Ein Angriff mit Ansage
Spannungen zwischen Iran und Israel: Eine Eskalation der Lage wollen weder Teheran noch Jerusalem
Marc Zoellner

Mohammad Bagheri wurde nicht müde, den Kriegszustand seines Landes mit Israel für beendet zu erklären: „Die Operation ist von unserem Standpunkt aus gesehen abgeschlossen“, erklärte der altgediente Generalmajor, der seit Juni 2016 die Streitkräfte des Iran befehligt. „Doch unsere Streitkräfte sind weiterhin in Bereitschaft und werden handeln, sobald es nötig ist.“ 

Mit seiner kurzen, aber prägnanten Stellungnahme wird Bagheri derzeit als begehrter Interviewpartner im iranischen Fernsehen wie auch in den im Land verfügbaren Printmedien herumgereicht. Denn seine Botschaft richtet sich weniger an den jüdischen Staat, sondern vielmehr an die Bürger des Iran. Immerhin versucht der Teheraner Klerus vehement, den historisch erstmaligen Angriff des Iran von iranischem Boden aus auf den Erzrivalen Israel als gelungene Machtdemonstration zu verkaufen; wohl wissend, daß die Mehrheit der Iraner längst nicht mehr hinter dem theokratischen Regime um Ali Khamenei steht.

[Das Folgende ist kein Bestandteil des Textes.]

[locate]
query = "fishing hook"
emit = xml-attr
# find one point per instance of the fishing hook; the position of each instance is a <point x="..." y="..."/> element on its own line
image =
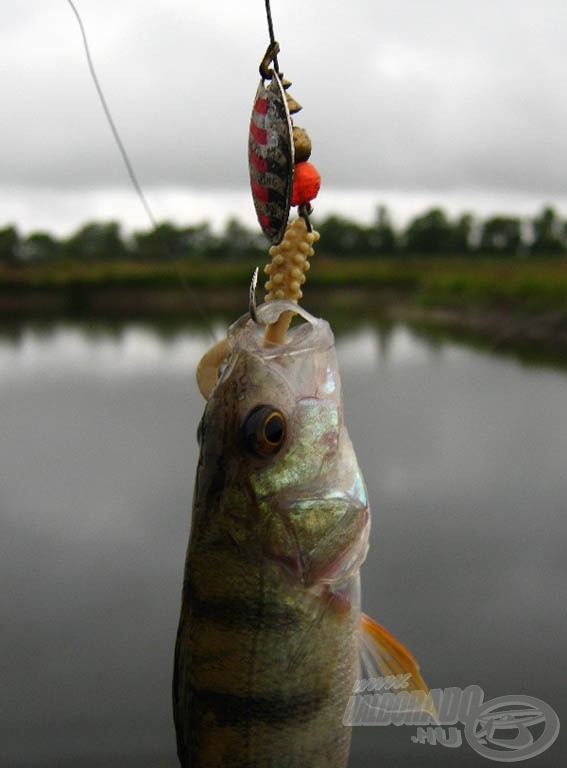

Wie isoliert Khamenei und mit ihm auch Bagheri selbst im eigenen Land ist, bewiesen zuletzt die Parlamentswahl vom März 2024. Im Vorfeld dieser hatten selbst die ehemaligen iranischen Präsidenten Hassan Rohani und Mohammad Chātami zu Protestwahlen aufgerufen. Das allgemeine Stimmungsfeld zeigte sich am Ende in der Wahlbeteiligung: Nur vierzig Prozent aller Iraner gaben überhaupt noch ihre Stimmen ab. 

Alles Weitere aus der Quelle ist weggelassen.